Speaker: Robert Nishihara
This project introduces Ray, a Python library for building distributed applications. The motivation was that existing distributed computing systems need tons of expertise to understand and use, and that the tools are becoming more specialized. Ray aims to be performant and general-purpose by providing higher-level abstractions than, say, Spark.
The core concepts appear to be wrapping functions and classes in a decorator,
@ray.remote(), to turn them into tasks and actors respectively. These return futures asynchronously, rather than blocking execution, and Ray manages the scheduling overhead. Ray handles the overhead in setting up your remote processes (on e.g., AWS or GCP), distributing the workloads, and debugging and monitoring them via a dashboard.

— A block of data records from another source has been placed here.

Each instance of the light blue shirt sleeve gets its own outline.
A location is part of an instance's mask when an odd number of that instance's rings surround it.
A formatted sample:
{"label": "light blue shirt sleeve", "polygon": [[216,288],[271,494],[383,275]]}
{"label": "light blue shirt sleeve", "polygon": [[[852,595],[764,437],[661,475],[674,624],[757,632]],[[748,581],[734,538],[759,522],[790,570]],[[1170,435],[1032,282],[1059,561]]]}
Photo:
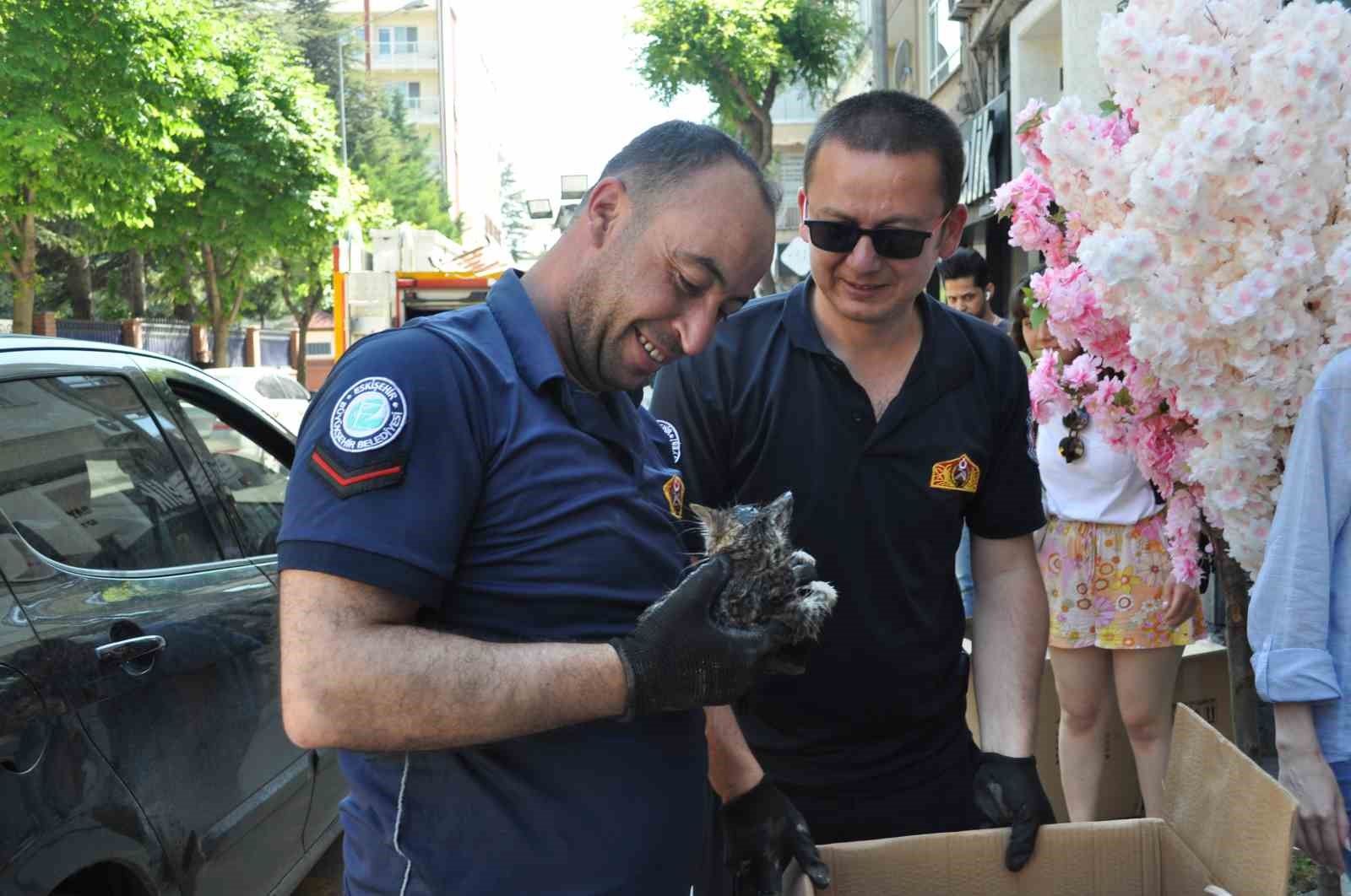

Sounds cool! The story of async programming in Python has always been challenging, so I’m excited to see something new happening here. This was a good introduction to a library that I knew nothing about previously—great stuff!
Author: Elle O’Brien
In this Towards Data Science post, Dr. O’Brien writes about the growing divide between data science and DevOps:
With the rapid evolution of machine learning (ML) in the last few years, it’s become trivially easy to begin ML experiments. Thanks to libraries like scikit-learn and Keras, you can make models with a few lines of code.
But it’s harder than ever to turn data science projects into meaningful applications, like a model that informs team decisions or becomes part of a product. The typical ML project involves so many distinct skill sets that it’s challenging, if not outright impossible, for any one person to master them all — so hard, the rare data scientist who can also develop quality software and play engineer is called a unicorn!
This is a sentiment I’ve heard a lot, and it’s certainly been true in my experience at Nielsen; models are a small part of the actual engineering complexity involved. All of the infrastructure surrounding models—the data pipelines, deployment, serving, monitoring, … all the other things that I don’t know even exist—seem, to me, more complex than the models themselves.
The author introduces CI, then suggests using it to (1) automate everything you can, like data processing or model training, (2) get rapid feedback on new ideas by running things in a prod-like environment, and (3) reducing manual handoffs. She shows an example Github Actions workflow to retrain your model and post visualizations or metrics in comments whenever a PR is updated.